There are few things in life that aggravate me more than people blatantly abusing IT access privileges that have been granted them by their employers. I think this presses my buttons even more than an unauthorized intrusion by a hacker or cybercriminal. Now, don’t get me wrong. Both scenarios can add up to a nightmare, and often times the financial impact of an external attack on a company is far worse than an “inside job.” But in the latter case, I think it’s the violation of trust that gets me most upset.
There have been many notable and well-publicized incidents that you may have heard about. Like the one about Jessica Quitugua Sabatia, a former accounts payable clerk for North Bay Health Care Group, who admitted to using her computer to access North Bay’s accounting software without authorization, and in turn issued various checks payable to herself and others.

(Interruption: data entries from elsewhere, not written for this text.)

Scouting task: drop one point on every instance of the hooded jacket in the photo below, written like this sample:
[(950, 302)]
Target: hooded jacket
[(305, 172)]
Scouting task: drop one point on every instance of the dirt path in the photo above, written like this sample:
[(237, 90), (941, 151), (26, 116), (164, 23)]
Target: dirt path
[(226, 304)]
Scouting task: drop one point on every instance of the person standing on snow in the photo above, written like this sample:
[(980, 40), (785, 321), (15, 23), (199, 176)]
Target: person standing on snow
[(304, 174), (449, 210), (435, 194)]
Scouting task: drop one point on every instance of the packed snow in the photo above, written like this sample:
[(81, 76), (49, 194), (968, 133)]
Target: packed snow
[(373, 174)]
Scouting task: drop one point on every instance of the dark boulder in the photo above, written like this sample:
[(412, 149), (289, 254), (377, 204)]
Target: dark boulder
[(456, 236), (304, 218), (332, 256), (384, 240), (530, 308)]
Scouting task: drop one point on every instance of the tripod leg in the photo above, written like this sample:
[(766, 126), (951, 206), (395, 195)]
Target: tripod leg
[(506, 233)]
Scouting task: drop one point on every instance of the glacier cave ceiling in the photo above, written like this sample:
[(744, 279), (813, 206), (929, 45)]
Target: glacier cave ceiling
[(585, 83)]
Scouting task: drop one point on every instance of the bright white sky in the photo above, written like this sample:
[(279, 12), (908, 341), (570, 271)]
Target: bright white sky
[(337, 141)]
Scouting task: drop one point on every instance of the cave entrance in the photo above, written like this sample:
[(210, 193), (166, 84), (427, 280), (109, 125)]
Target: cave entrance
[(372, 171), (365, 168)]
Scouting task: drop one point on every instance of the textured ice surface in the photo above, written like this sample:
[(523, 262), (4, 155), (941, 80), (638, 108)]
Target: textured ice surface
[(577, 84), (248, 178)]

The fraudulent scheme resulted in losses to North Bay of at least $875,035.
Then there’s the more recent case of Lawrence R. Marino, who admitted that he repeatedly hacked into the computer systems of his former employer, OneSky Jets, a charter flight services company. According to the criminal information, while employed at OneSky, Marino acquired other employees’ log-in credentials for their OneSky email accounts. After Marinos’ employment at OneSky was terminated, he began working for a competitor private jet company and repeatedly accessed the email accounts of OneSky employees to obtain information about OneSky’s existing and prospective customers. Marino also hacked into OneSky’s computer system and obtained a copy of a database with tens of thousands of customer names and other information. According to the court document, Marino used this illegally-obtained customer information to then solicit new customers on behalf of his new employer.
Not As Rare As We'd Like To Think
Stuff like this happens all the time. One visit to http://www.cybercrime.gov/ will open your eyes to the cases where people are actually caught. The sad truth is that there are many more situations where people are getting away with their misdeeds, because the proper prevention and/or detection systems are not in place.
It is crucial that every business with a network, no matter the size, regularly analyze its potential vulnerabilities with a simple network assessment scan handled by a qualified network technician– at least quarterly.
Okay, I shared a few horror stories. What’s your worst network access nightmare?